From the Python API, how does one specify the optional features for a prediction run?
The item in the field on the web GUI "Optional features (0 of 5)".
H @calamari -- thanks, I appreciate your effort on this. I suspect that something like what you seem to be doing could work. I will look into it in more detail in the next sprint. Bruce.
Ah got it, thanks for the explanation @Bruce.
I made some changes to the solution i posted in github to use the AI Catalog (instead of a local file) which I think will solve your problem - https://github.com/calamarif/datarobot_gui_to_code
Please let me know how you go, would be keen to get your feedback.
Very straight forward and pretty much what I tried first.
If you try to join on row_id you have the problem that SQL is not deterministic about order, so if you call the query twice and just join on row number, then the predictions can get attached to the wrong rows. At best you have to download to CSV first, and attach to that. But, then that forces me to use a CSV and handle the ensuing datatype problems. I did implement this, but it was unpopular at my work place. My source is a Snowflake database. I need to work directly through that.
But, the predictions download does not include data fields except those listed by hand in the Web GUI, and even then -- only when the download is done through the GUI, and not when done through the API. Apart from this being my experience - I also got official confirmation of this through my Datarobot contact, who has said that they will put in a request for a modification to the API that will allow me to do this through the API.
And, admittedly, I just don't like the idea of joining the two tables back together using row numbers. Any number of things could go wrong on the Datarobot end and cause massive havoc. Even just knowing that DR uses the same order as the query in any case at all is problematic (I could not find an assurance of this in the documentation). I would rather have a linking field that I personally supplied.
I do acknowledge that I, myself, have downloaded the predictions later rather than performing a blocking wait for the job, but another developer who mentioned the problem to me was using code that did wait for the job. So, I assume that that call produces the same download (without the extra fields).
Addendum - I just tried it, and can confirm that the "extra" fields were not supplied in the download using get_result_when_complete().
Hey @Bruce , I decided to come up with a solution https://github.com/calamarif/datarobot_gui_to_code (please read on before you click on it), because on presenting this to a talented colleague ( @Lukas ) , he said "that's great, but hold my beer" (slight misrepresentation of his words), and asked why didn't. I just do this:
import datarobot as dr
import pandas as pd
p = dr.Project.get('6242f741974efc8f60e26fcf')
prediction_data = pd.read_excel('/Users/lukas.innig/DataRobot/Datasets/10k_diabetes.xlsx')[:100]
ds = p.upload_dataset(prediction_data)
m = p.get_models()[0]
passthrough_cols = ['admission_type_id','discharge_disposition_id','admission_source_id']
pred_job = m.request_predictions(ds.id)
preds = pred_job.get_result_when_complete()
preds.set_index('row_id').join(prediction_data[passthrough_cols])
DataRobot is made around automatization, so Datarobot is made to reduce code, and DR API is made to give you access to all the operations in-app through code.

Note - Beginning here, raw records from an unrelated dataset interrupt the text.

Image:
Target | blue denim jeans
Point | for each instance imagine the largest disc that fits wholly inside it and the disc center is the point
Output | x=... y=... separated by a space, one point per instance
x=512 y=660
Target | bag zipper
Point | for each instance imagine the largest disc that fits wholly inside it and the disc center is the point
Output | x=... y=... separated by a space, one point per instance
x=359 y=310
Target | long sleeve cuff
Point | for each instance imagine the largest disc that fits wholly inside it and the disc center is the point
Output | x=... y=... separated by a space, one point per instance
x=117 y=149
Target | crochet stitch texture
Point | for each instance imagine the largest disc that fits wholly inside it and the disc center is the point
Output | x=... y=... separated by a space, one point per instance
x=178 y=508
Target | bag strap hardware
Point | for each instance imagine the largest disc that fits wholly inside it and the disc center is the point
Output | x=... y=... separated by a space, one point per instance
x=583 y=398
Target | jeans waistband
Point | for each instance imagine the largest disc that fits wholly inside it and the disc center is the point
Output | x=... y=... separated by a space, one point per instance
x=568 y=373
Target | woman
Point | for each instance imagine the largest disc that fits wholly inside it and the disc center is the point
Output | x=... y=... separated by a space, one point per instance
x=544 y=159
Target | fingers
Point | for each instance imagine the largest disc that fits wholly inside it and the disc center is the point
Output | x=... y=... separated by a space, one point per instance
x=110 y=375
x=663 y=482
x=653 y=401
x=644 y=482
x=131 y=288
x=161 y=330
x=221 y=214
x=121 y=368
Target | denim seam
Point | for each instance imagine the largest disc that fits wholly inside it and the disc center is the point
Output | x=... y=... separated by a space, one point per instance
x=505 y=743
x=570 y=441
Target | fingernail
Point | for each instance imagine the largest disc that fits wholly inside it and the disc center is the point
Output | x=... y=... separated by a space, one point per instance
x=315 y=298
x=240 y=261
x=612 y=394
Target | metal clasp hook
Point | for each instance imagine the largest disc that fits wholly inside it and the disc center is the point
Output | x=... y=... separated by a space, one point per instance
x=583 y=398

Uploading predictions is routine we automated for our users. You had a question about troubles with aligning predictions back, now you have two options - write code as you want it, or use what is automated.

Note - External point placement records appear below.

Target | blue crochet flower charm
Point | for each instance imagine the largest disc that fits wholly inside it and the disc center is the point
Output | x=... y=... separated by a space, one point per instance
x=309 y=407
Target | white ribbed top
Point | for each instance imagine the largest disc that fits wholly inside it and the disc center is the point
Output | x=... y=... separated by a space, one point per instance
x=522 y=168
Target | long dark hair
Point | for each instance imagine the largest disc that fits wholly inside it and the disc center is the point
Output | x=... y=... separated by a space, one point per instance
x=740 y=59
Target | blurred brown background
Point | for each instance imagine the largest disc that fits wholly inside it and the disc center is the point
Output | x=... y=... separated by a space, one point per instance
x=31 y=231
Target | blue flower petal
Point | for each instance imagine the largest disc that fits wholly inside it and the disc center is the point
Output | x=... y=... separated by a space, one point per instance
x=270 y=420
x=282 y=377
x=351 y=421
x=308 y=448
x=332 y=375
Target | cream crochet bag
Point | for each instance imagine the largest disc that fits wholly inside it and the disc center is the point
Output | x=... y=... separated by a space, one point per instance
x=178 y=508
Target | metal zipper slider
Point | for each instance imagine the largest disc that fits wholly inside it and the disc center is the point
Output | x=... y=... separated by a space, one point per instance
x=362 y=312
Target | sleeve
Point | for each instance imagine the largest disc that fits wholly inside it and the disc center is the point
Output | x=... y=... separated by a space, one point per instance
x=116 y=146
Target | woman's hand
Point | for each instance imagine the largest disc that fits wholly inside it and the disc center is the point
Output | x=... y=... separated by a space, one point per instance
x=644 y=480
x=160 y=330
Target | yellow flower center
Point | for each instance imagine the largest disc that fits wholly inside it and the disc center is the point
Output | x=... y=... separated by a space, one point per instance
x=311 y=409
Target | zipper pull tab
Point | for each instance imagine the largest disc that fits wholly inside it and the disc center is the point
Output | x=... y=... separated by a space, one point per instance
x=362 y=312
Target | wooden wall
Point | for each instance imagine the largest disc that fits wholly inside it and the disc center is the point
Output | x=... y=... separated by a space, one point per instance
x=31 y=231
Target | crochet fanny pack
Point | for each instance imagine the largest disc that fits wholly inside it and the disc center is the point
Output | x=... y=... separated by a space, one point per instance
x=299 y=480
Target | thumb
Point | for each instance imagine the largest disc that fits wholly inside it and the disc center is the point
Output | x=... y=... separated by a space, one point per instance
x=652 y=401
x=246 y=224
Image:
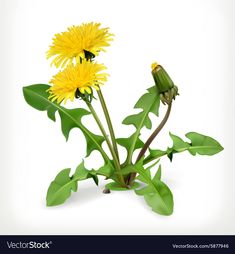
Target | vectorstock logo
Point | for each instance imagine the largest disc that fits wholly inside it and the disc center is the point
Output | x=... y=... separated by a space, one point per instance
x=29 y=245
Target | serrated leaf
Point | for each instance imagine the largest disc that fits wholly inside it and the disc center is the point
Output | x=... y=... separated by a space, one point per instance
x=148 y=102
x=60 y=189
x=37 y=97
x=200 y=144
x=116 y=187
x=106 y=170
x=161 y=201
x=145 y=190
x=154 y=154
x=157 y=194
x=158 y=174
x=178 y=143
x=203 y=145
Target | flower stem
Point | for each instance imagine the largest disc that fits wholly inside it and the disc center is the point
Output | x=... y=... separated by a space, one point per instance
x=150 y=140
x=109 y=123
x=115 y=160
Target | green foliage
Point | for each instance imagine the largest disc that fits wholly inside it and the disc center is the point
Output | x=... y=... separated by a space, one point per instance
x=200 y=144
x=116 y=187
x=60 y=189
x=148 y=103
x=128 y=142
x=156 y=193
x=37 y=97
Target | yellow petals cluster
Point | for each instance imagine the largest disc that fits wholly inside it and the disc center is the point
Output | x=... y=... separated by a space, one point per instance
x=82 y=76
x=73 y=51
x=73 y=43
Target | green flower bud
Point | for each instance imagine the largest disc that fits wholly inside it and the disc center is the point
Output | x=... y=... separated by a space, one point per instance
x=166 y=88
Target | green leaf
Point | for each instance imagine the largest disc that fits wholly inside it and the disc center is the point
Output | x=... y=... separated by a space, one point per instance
x=161 y=201
x=127 y=142
x=106 y=170
x=116 y=187
x=60 y=189
x=178 y=143
x=37 y=97
x=202 y=144
x=158 y=174
x=157 y=194
x=149 y=102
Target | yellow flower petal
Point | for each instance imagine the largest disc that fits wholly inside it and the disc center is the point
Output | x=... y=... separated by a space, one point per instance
x=82 y=76
x=70 y=45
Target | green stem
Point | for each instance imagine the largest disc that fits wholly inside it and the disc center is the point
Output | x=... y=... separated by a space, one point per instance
x=136 y=135
x=115 y=160
x=150 y=140
x=155 y=133
x=109 y=122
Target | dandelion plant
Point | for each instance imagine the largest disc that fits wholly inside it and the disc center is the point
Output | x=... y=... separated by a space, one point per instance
x=80 y=79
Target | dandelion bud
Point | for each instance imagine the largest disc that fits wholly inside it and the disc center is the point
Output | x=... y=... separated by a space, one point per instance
x=166 y=88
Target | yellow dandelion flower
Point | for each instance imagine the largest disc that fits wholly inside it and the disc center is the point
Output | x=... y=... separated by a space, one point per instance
x=82 y=76
x=77 y=41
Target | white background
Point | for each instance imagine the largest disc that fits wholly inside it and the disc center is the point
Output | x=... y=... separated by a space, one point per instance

@Bogdan Tsal-Tsalko "best code is no code" is an oxymoron. It is not a deep concept. It just means the person who said it is no good at code. How about "The best GUI is no GUI". Fashions change but what you are telling me is that the DR API is intended to discourage people from using it at all.
@Eu Jin This was definitely not the message I got in my first meeting about the functionality of the DR API.

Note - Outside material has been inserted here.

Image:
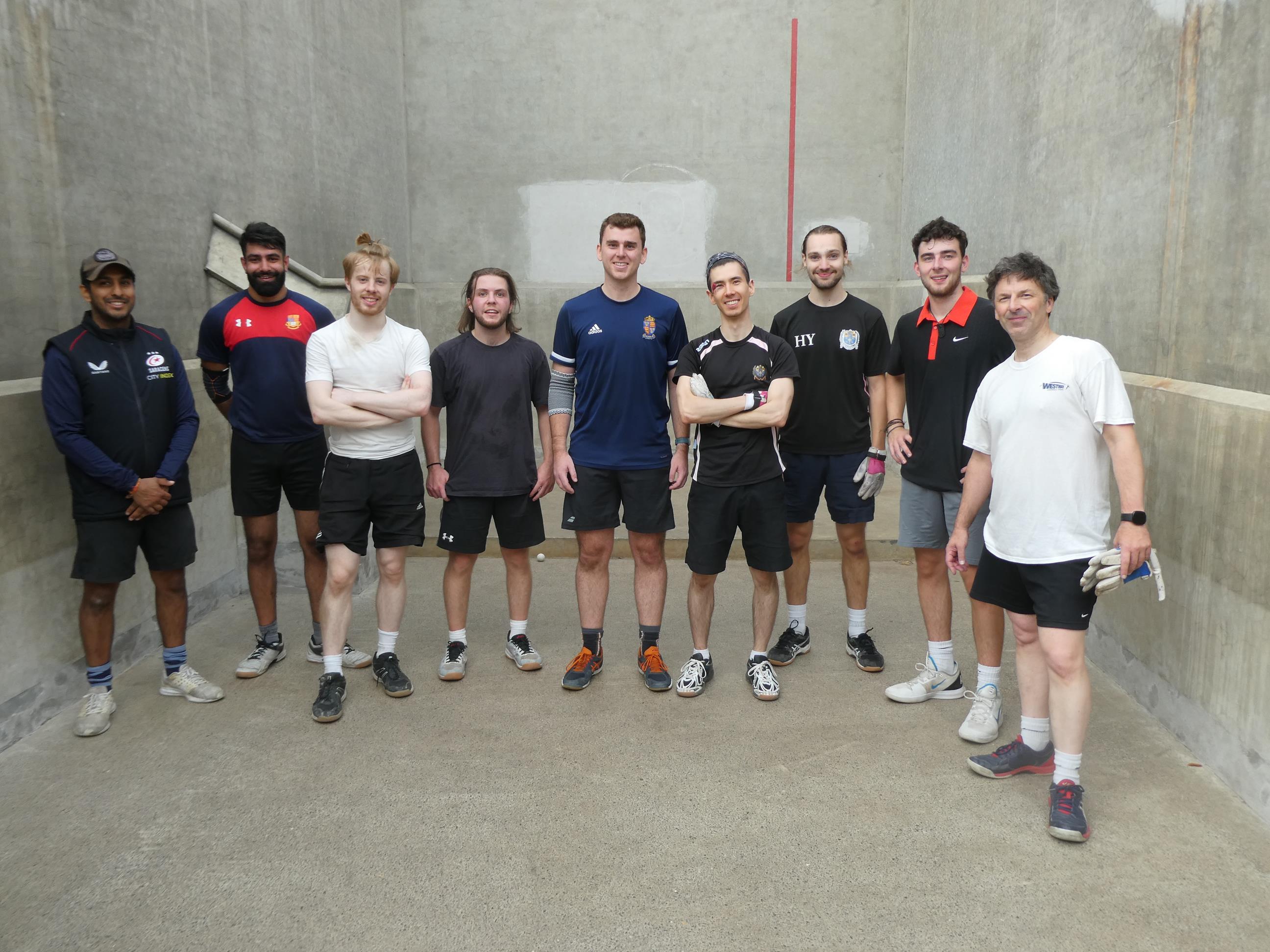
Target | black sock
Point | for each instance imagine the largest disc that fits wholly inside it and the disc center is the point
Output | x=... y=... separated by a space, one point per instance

"Best code is no code at all" (c) Jeff Atwood, co-founder of Stack Overflow and Stack Exchange.
We tried to solve as many problems and edge cases along with stability and reliability as possible from our side.
I will look into this.
But why would I want my "experience" to be code free? Code is easy. Its dealing with GUIs that is a problem.
Did you try the Snowflake manual on integration with DataRobot? We highly value our efforts to integrate with the Snowflake environment to make your experience easy and code-free.
Please let us know if there are any issues with ensuring the order of predictions returning to Snowflake or any troubles with your use-case using it.
I was using that basic approach, when I uploaded from a csv file.
But, I am now using a dynamic query from snowflake.
So, my concern is that previous developers at my place of work have found that since SQL can return results in indeterminate order, that the association using the order of the rows is unreliable. This was presented to me, when I started, as a big problem that was fixed by us adding a defacto key to the prediction explanations data. The very key that I cannot (apparently) set using the API. Which is still a weird oversight that should be fixed - regardless of whether there is a workaround.
I have modified the SQL queries so that they should return a deterministic order. But, it is unclear to me that Datarobot will respect that order, and that is certainly not something that I am comfortable taking the word of Datarobot about. I would much rather be able to cross check that by having my own key exist in the data.
------
I am using the only Python library I am aware for this purpose: "datarobot".